The Jesus life is much more radical than most of us care to admit. In particular it means that as Christians, we don’t get to hate anyone (1 John 4:20).
Look at this in the context of other sins: for instance, if stealing is wrong, it is wrong to steal from anyone. You are a thief even if you steal from only one person. The fact that you don’t steal from most people doesn’t mean you’re not a thief. It just means you’re particular in your sin. If you steal only once a year, you are still a thief, even though you don’t steal the other 364 days of the year.
Or try telling a judge you’re not a murderer because you’ve only killed one person in the past twelve months… The infrequency of a sin doesn’t make it not a sin.
When Jesus says looking with lust makes you an adulterer even though you’ve only committed that sin in your heart, it follows that hating someone makes you a murderer. In the ethic of Jesus, if you would commit murder, you are a murderer.
So, if hate is wrong, it is wrong to hate anyone at any time. Focusing your hate instead of crucifying your hate is a double sin as it simply seeks to justify that which God condemns. Our faith calls us to want the best for everyone and to love others as Christ has loved us (John 13:34). God loved us while we were yet sinners (Romans 5:8), so even the hateful actions of others doesn’t give us license to hate them back.
If you love your family and your friends and those who agree with you but hate one, two, or ten people who disagree with you, you are, by definition, still a hater. All your love for the others who are like you doesn’t stop you from being a hater. Even if you hate someone because they hate others, you are still a hater. You are joining in their cause. Satan doesn’t really care why you hate. He just wants you to hate. Whether your hatred is based on personal grievance, prejudice, political persuasion, or anything else, you are still, by definition, a person of hate even if you hate just one person. And that makes you part of the problem, not part of the solution.
If you only hate Republicans or only hate Democrats, you are still a hater. If you only hate whites, or blacks, or men, or women, you still are a hater. No hatred is purer than any other hatred. Arguing that your hatred is justified for any reason is like members of the Ku Klux Klan arguing over who amongst them is most like Christ when their very membership, the cause that joins them, denies and mocks Christ our Creator. None of them are like Christ. There is no holy KKK alliance. And there is no holy hater.
When it comes to people, the only thing we should hate is hate. God wants everyone to be saved and to come to a knowledge of the truth (1 Tim. 2:4). For me to curse anyone, or wish ill on anyone, is for me to curse God’s plans, desires, and heart for that person. When hate enters my heart, I begin working against God’s will. I am no longer a God follower. I am, by definition, a God resister. Another word for this is antichrist.

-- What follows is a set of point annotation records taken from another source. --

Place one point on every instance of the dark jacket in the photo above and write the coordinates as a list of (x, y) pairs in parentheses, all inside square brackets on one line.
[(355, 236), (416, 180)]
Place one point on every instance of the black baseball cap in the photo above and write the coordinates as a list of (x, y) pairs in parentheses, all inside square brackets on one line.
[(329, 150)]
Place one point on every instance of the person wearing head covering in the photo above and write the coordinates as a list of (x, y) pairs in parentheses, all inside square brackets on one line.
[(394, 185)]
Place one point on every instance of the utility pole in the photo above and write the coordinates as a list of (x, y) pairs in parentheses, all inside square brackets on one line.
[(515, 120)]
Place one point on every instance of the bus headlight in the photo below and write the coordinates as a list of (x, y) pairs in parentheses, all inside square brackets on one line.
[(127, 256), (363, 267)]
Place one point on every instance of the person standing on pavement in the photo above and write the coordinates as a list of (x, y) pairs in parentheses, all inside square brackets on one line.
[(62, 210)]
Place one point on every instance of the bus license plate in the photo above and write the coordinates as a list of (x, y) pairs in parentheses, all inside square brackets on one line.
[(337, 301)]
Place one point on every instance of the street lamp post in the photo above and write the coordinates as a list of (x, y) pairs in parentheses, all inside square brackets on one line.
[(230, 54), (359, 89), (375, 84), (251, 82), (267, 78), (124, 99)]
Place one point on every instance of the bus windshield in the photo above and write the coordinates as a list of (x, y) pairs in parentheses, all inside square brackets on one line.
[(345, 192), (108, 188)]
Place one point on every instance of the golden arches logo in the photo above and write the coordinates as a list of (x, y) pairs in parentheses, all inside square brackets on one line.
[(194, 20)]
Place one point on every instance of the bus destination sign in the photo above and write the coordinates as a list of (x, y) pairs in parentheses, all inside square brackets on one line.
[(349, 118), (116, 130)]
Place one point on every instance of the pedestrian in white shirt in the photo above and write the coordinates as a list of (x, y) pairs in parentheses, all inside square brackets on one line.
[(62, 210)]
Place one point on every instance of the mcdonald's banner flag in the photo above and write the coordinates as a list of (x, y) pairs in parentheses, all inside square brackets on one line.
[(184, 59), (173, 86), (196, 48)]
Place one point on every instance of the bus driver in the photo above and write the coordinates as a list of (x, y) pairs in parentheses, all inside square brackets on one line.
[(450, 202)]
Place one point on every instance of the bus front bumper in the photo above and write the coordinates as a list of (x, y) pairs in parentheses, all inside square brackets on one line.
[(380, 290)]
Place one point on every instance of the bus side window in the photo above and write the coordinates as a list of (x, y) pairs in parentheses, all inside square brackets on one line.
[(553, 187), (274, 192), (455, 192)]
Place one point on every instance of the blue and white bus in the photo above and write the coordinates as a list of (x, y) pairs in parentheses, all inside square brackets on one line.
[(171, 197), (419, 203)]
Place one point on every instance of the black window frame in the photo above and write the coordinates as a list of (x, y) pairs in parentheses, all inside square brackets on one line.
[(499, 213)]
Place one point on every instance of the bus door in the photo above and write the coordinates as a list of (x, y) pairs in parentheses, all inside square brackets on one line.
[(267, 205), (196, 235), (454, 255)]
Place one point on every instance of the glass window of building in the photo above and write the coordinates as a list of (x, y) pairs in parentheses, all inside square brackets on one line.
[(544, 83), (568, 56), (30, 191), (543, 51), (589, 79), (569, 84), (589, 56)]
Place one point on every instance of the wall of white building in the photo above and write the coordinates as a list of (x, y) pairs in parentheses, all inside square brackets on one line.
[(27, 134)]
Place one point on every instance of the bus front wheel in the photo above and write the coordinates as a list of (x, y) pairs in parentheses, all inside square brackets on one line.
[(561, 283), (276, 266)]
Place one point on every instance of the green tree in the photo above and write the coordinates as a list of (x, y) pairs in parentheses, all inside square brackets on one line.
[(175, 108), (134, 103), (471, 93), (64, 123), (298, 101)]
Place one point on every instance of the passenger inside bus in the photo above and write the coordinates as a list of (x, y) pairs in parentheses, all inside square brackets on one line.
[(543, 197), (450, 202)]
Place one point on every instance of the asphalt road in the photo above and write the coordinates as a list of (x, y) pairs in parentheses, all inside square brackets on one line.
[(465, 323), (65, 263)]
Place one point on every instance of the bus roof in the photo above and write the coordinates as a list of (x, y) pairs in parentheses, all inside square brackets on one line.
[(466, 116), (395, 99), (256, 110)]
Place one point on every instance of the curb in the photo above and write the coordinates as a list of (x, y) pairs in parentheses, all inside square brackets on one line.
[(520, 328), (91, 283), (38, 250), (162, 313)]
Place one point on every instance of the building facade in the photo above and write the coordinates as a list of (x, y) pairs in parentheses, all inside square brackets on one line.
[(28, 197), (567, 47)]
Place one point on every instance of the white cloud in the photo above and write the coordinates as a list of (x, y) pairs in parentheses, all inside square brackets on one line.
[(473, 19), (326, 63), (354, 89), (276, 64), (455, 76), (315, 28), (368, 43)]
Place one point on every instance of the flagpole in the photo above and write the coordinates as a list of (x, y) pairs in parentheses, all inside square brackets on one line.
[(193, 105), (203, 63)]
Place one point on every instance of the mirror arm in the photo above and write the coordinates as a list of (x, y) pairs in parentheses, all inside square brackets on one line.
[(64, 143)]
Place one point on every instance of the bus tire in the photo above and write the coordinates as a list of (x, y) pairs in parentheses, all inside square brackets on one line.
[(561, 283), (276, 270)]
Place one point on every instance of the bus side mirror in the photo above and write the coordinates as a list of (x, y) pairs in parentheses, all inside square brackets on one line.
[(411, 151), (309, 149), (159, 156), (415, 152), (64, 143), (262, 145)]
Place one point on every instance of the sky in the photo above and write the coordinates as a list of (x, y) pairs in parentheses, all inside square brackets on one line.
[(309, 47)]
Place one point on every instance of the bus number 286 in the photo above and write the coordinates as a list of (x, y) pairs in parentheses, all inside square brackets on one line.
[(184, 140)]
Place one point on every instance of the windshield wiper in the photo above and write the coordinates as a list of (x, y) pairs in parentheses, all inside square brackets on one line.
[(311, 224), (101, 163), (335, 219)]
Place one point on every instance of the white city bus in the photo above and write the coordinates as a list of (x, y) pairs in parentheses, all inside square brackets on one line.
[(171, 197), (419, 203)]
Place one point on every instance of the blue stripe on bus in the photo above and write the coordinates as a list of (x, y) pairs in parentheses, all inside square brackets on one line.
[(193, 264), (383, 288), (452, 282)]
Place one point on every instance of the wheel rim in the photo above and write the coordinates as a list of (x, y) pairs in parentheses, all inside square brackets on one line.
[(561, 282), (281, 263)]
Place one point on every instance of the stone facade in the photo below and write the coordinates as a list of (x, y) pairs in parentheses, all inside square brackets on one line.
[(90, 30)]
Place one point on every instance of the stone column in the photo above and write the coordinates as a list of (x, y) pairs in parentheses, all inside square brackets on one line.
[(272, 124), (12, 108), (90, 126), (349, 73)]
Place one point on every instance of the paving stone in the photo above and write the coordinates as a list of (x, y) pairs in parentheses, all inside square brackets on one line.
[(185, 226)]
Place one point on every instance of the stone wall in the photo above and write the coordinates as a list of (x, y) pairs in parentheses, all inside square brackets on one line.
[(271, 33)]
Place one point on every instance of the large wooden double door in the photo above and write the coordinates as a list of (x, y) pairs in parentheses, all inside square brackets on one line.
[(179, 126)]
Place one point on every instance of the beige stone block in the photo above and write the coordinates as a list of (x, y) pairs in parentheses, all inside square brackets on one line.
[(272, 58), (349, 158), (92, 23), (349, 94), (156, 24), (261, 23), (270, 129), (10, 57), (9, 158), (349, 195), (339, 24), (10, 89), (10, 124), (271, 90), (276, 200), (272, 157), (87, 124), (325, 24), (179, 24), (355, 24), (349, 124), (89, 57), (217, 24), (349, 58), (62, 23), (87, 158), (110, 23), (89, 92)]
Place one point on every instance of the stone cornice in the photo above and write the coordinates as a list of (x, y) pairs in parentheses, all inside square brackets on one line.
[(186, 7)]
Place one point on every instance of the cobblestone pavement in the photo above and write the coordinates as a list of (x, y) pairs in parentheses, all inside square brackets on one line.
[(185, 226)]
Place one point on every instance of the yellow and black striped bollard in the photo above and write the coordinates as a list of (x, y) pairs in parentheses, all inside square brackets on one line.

That is why we must love love and hate hate, in every relationship and with every person.
“Whoever claims to love God yet hates a brother or sister is a liar. For whoever does not love their brother and sister, whom they have seen, cannot love God, whom they have not seen. And he has given us this command: Anyone who loves God must also love their brother and sister” (1 John 4:20-21).
One of the most effective methods of counteracting hate is intercessory prayer. Praying for God’s best for someone moves hate out of our hearts. I can’t ask God to bless someone with his light if I am obsessively cursing their darkness. I can’t ask God to prosper someone if I want to ruin someone. Either prayer or hate must die in my life; they can’t co-exist. So when I feel most aggrieved by someone, my self-defense (that’s the way I try to look at it) is to pray for them, that God would move them toward love instead of hatred, service instead of dominating, and a life of giving instead of controlling and destroying.
Why pray for the good of someone I naturally despise? It is far better for the kingdom of God, and ultimately even for me, if, instead of having one less enemy, I have a fellow brother or sister in Christ who is now working with me to see the advancement of God’s kingdom. Jesus told us to pray for more workers for his kingdom, not to destroy his enemies. Prayer is about the only place where my heart can make that turn. More than I want anyone to be destroyed, I want them to become a fellow worker in God’s kingdom.
Let’s follow through on what it means to be a true, devoted follower of Christ. That means learning to hate hate.